Ma chambre est tendue de soie groseille et de velours vert (dernier style « münichois »). Mon salon, — car j’ai un salon ! — est blanc et or ; il n’y manque plus que des comptoirs, on se croirait dans une pâtisserie ! Mon cabinet de toilette est vert-Nil, avec une frise mosaïquée sur quoi des canards s’envolent dans un ciel où l’orange le dispute à la framboise en un tournoi de couleurs disparates à hurler. Ajouterai-je que la baignoire est, à l’extérieur, incrustée de coquillages ? Tel est l’aquarium dont ta tendre nièce est la chaste naïade.

Mes fonctions de dame d’honneur sont inexistantes. Veux-tu le compte rendu de la pièce avec la photographie des artistes ? Demandez le programme !… Voilà :

Le matin, à 9 h. 1/2, après avoir entendu l’office divin, son Altesse me reçoit pendant qu’elle prend « quelques forces », savoir : une vingtaine de tartines de beurre et de confitures, trempées dans un immense bol de vermeil débordant de café au lait. Là-dessus, quelques cigarettes russes et deux petits verres de kummel. Je lis, pendant une heure environ, les articles politiques des journaux allemands, anglais et français, tandis que le secrétaire Wogenhardt prend des notes.

La lectrice se retire et son Altesse conférencie avec le grand chancelier et son secrétaire jusqu’à midi.

A midi et demi, après une lugubre allocution prononcée par le ministre du culte, déjeuner dans la salle des gardes. Il n’y a pas moins de quatorze à quinze plats à ingurgiter à chaque repas. Et quelle cuisine, ma Moune ! De quoi contracter une gastralgie jusqu’à la fin de ses jours ! Le maître-queux du palais mériterait, pour le moins, d’être interné à Charenton. Il a inventé des recettes qui ravissent la patronne, notamment un certain plat (dont elle raffole) et où il entre — tiens-toi bien ! — du confit d’oie, des anchois, des olives et de la gelée de rhubarbe ! — Bouac !…

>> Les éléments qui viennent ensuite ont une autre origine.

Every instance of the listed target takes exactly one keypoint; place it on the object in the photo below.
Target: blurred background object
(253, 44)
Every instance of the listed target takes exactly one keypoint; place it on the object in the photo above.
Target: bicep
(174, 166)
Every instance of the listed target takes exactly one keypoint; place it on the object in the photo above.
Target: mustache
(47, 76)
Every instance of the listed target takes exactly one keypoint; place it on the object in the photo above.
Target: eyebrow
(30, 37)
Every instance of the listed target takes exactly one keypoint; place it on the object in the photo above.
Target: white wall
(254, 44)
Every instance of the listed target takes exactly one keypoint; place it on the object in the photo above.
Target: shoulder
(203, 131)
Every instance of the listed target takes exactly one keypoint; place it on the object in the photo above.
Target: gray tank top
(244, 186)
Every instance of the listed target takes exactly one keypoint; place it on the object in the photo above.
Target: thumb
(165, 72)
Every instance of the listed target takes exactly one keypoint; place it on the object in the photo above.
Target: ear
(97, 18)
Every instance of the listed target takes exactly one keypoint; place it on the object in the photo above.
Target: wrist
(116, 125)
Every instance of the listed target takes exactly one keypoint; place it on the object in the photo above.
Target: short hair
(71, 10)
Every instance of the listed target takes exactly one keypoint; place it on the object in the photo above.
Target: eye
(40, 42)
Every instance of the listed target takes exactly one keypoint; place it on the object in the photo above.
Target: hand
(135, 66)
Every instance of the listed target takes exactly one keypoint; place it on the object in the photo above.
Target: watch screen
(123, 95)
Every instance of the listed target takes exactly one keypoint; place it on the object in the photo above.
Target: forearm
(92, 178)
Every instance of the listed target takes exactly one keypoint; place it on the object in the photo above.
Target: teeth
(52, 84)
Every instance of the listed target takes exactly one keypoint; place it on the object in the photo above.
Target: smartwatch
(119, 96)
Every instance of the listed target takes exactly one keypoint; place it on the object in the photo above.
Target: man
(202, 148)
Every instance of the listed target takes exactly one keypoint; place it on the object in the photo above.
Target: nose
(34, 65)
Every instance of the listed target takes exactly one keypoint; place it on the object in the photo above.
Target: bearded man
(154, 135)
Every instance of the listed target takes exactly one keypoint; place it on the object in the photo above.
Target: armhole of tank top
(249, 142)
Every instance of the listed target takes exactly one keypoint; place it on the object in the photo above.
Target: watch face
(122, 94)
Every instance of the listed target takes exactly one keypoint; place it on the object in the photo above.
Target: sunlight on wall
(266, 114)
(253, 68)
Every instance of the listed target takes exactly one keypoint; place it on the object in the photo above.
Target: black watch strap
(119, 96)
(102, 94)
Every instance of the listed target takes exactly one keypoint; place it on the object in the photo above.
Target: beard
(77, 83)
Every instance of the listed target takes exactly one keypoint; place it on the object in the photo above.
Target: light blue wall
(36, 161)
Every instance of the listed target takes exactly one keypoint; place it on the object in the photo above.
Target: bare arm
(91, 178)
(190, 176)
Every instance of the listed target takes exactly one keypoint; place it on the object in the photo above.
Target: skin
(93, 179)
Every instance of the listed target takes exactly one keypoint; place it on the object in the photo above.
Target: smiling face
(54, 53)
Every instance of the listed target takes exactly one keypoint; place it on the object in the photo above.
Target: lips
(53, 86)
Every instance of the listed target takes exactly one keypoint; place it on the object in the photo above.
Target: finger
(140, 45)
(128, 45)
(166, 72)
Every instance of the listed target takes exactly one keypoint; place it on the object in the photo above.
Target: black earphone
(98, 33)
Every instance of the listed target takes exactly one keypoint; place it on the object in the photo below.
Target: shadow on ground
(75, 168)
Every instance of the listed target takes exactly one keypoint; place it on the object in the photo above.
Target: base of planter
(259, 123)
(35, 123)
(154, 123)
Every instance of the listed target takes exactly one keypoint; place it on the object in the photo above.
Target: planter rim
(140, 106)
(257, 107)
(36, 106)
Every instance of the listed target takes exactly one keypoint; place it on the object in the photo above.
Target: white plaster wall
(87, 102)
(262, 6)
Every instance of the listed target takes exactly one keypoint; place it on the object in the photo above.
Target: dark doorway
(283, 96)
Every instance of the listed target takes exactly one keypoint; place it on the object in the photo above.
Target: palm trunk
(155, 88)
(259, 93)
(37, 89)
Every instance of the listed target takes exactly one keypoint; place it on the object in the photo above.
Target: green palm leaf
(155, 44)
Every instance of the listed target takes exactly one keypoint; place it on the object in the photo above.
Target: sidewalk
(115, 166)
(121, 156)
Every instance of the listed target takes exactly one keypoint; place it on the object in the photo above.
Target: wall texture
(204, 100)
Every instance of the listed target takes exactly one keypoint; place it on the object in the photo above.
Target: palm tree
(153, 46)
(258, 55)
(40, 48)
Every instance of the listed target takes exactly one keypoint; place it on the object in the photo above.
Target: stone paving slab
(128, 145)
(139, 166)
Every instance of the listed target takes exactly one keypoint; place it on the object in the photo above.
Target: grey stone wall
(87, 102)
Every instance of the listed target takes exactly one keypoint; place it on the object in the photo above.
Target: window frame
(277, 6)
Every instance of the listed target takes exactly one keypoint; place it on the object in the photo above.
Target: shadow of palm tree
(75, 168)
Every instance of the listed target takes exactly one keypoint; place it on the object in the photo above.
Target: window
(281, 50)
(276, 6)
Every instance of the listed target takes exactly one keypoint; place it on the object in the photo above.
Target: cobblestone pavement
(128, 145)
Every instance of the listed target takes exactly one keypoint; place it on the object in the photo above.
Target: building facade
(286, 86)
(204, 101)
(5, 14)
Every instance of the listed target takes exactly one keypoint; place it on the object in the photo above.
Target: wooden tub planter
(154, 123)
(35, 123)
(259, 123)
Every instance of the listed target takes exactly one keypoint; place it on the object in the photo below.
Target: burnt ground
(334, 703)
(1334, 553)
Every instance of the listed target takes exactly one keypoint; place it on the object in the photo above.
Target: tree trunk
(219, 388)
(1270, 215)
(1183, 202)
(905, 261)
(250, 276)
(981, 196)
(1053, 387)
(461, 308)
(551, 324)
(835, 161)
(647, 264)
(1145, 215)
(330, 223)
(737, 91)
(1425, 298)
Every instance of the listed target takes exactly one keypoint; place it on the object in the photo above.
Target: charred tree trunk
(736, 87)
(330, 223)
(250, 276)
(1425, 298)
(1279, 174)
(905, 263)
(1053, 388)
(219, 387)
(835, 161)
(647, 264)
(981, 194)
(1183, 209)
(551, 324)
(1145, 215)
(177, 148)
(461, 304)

Après l’ingestion, promenade en auto dans les alentours. De cinq à six heures, on goûte : chocolat, confitures, café au lait (toujours !) et autres delikatessen de marque. Pendant cent vingt minutes, repos !…

On s’habille pour le dîner qui a lieu à huit heures. Les hommes sont en uniforme ou en smoking. Les femmes en toilette d’apparat. N’ayant emporté que trois robes du soir, je suis allée en commander deux autres chez le plus grand couturier de Felsburg, un nommé Adolf qui, sur les vitres de son magasin, s’intitule pompeusement :

Fournisseur de la Cour, couturier de la rue de la Paix, à Paris.

Et ce, en capitales dorées, hautes de cinquante centimètres !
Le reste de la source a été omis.